So my presentation tonight is called “Things that annoy me - and why that’s cool”. I’m one of those people that is quite easily annoyed: by traffic, by noise, by shops and malls and even by other people. I’ve tried to tap into this personality disorder in what I do and why I do what I do.
The Internet has coined a phrase for this - it’s called ‘scratching your own itch’. This philosophy has widespread adoption in particularly the tech community, and has led to many interesting ideas and apps being built.
For the sake of most my presentation I would like you to imagine a time before Facebook and before Twitter and before Youtube. When the Internet was still young, when there was still plenty of opportunity, little bandwidth, lots of available domain names, and no dominant search engine.
I’ve always built websites: big ones, medium-sized ones, small ones. The small ones were the most frustrating: they were hard to update as their smaller budgets never warranted the build of a content-management system. The thing is that a a website was still as important for a client no matter how small or big they were. It was a frustrating position to be.
Outside of work it also annoyed me that there was no place to find out what was going on in the ‘local scene’. So I built this site where people could find stuff relating to what was going on in town, djs could post flyers, people could post photos afterwards, that type of thing. It was a content-management system that allowed a couple of select users to post interesting content for everyone to view, and an open comment system that allowed anyone to participate.
This ‘loose structure’ and ease of use allowed for interesting things to happen: one of the defining moments for e-vent happened on September 11, 2001 - it transformed from a site talking about the night-life to a site sharing information about the attacks in New York, allowing people to get together and express their fears and concerns as to what was happening in the world beyond Cape Town.
Fast-forward to today’s Internet and very much the same thing happened quite recently on Twitter: they had similar moments of validation with their technology but this time round the entire world was tuned in, and anyone can be part of it, quite easily. We now call it ‘citizen journalism’.
The interesting thing about the way the web today is that everyone is ‘managing content’ to some extent - so-called ‘user-generated content’ - and the functionality once available to the few is now the same functionality considered entry-level to many.
Back in the year 2000 and at some stage everything came crashing down anyway. Budgets were cut, businesses closed down, people got retrenched, restaurants had specials every night of the week. Everyone hunkered down and started working on more smaller, more meaningful and purposeful projects. A bunch of small boutique agencies sprang up, some of them survived, some of didn’t. I ended up working for a charity.

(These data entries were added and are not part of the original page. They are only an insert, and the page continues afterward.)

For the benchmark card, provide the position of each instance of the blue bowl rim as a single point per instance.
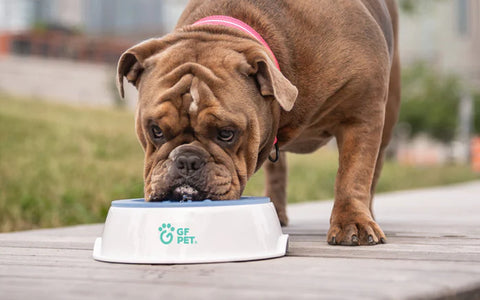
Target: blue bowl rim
(141, 203)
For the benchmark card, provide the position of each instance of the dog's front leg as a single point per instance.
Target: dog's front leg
(351, 222)
(276, 186)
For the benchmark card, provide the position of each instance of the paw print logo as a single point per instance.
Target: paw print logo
(166, 233)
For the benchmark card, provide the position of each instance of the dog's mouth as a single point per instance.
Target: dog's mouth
(185, 192)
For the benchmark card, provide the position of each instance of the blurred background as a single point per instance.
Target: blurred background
(67, 141)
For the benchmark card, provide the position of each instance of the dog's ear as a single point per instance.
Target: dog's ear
(131, 63)
(271, 81)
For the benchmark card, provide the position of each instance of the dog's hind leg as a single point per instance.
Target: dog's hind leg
(393, 101)
(276, 186)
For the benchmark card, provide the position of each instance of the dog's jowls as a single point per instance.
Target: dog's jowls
(211, 101)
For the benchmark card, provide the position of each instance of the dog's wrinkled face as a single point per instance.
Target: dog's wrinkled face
(206, 116)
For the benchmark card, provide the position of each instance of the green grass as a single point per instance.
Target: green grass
(62, 165)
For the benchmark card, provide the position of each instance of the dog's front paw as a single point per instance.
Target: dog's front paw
(355, 231)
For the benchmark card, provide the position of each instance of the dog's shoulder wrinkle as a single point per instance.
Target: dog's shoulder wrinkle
(380, 12)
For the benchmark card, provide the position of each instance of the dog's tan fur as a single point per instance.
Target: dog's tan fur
(339, 78)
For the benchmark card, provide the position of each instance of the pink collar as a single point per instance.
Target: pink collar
(235, 23)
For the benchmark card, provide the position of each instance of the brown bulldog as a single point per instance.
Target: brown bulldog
(212, 100)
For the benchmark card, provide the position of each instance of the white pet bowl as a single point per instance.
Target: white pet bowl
(190, 232)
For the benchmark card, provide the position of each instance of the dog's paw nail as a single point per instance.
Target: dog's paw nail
(370, 240)
(354, 239)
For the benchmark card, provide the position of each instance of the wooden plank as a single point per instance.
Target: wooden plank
(425, 259)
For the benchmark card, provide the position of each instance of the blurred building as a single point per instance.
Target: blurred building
(446, 34)
(88, 30)
(97, 17)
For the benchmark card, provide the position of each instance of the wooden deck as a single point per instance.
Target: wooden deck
(433, 252)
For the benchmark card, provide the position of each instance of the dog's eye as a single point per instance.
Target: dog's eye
(157, 132)
(226, 135)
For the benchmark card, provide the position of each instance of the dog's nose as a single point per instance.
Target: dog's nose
(187, 164)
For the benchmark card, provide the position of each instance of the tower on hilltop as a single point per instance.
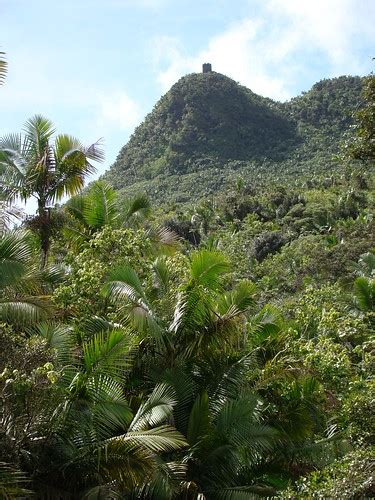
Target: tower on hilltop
(207, 68)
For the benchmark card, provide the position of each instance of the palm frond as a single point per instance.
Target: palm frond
(364, 290)
(100, 206)
(199, 420)
(15, 252)
(137, 208)
(3, 67)
(207, 268)
(156, 410)
(12, 482)
(25, 312)
(108, 353)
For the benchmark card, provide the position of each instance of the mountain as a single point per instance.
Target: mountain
(208, 130)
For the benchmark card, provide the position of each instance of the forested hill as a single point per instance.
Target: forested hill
(208, 128)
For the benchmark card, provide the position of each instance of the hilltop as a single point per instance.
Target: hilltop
(207, 129)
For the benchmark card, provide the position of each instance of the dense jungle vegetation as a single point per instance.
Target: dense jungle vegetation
(216, 349)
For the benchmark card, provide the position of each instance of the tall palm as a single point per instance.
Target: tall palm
(33, 165)
(22, 300)
(98, 438)
(3, 67)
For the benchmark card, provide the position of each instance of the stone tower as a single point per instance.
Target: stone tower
(207, 68)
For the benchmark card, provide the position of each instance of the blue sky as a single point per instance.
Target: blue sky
(97, 67)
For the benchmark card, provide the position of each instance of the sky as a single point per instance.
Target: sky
(97, 67)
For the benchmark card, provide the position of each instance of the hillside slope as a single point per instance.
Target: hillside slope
(208, 129)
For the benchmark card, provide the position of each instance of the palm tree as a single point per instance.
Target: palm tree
(3, 67)
(32, 166)
(99, 207)
(97, 437)
(22, 300)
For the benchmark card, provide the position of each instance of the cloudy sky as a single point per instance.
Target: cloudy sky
(97, 67)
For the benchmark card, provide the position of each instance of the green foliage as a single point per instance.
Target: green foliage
(348, 478)
(81, 291)
(218, 350)
(208, 130)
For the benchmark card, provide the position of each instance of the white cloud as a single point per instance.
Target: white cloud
(269, 51)
(117, 110)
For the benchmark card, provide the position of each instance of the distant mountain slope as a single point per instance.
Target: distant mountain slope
(208, 128)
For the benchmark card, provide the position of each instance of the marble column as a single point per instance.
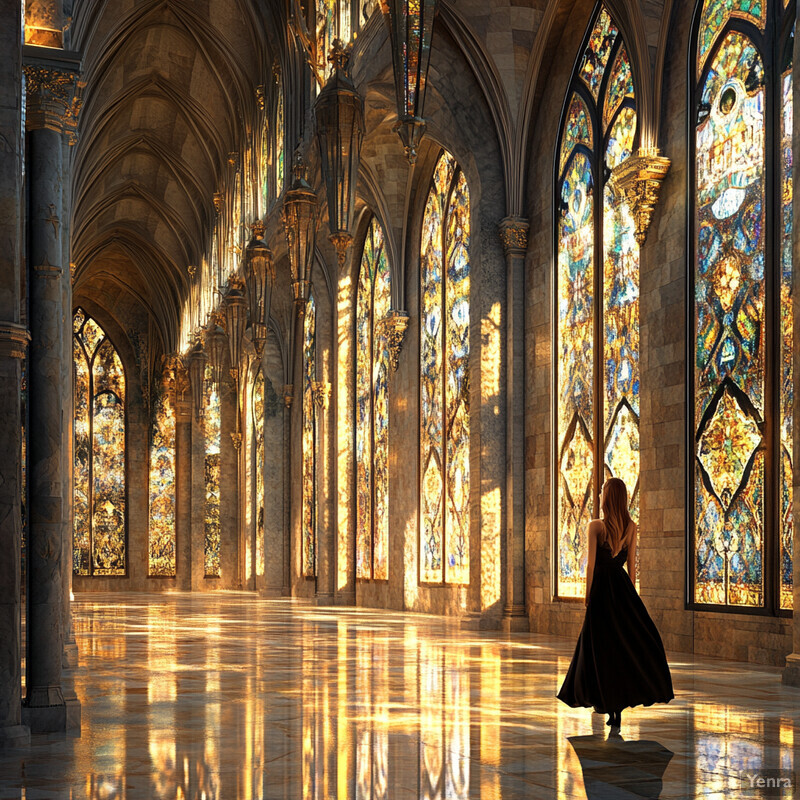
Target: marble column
(13, 339)
(514, 235)
(791, 673)
(183, 491)
(51, 90)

In the period following the crash there was this strange silence on the web, but if you listened close enough you could hear a “noise from the edge”: blogs were gaining in popularity; it was easy to start your own one, and some people were even making money from blogging. Search was actually working; and you could actually find what you were looking for on the web.
In particular a new type of website started to appear, websites with real functionality that allowed people to ‘do stuff’. A company called 37signals was building and releasing all sorts of interesting productivity applications, Flickr changed the way we view and share our photos, and many other applications started filtering through into the marketplace.
We’ve always had a saying that “there was no money in production” - all our work was usually produced for one client, and usually shipped for one website. The design & code was deployed on a server customized towards one client, only. We were reinventing the wheel over and over and over on each new job.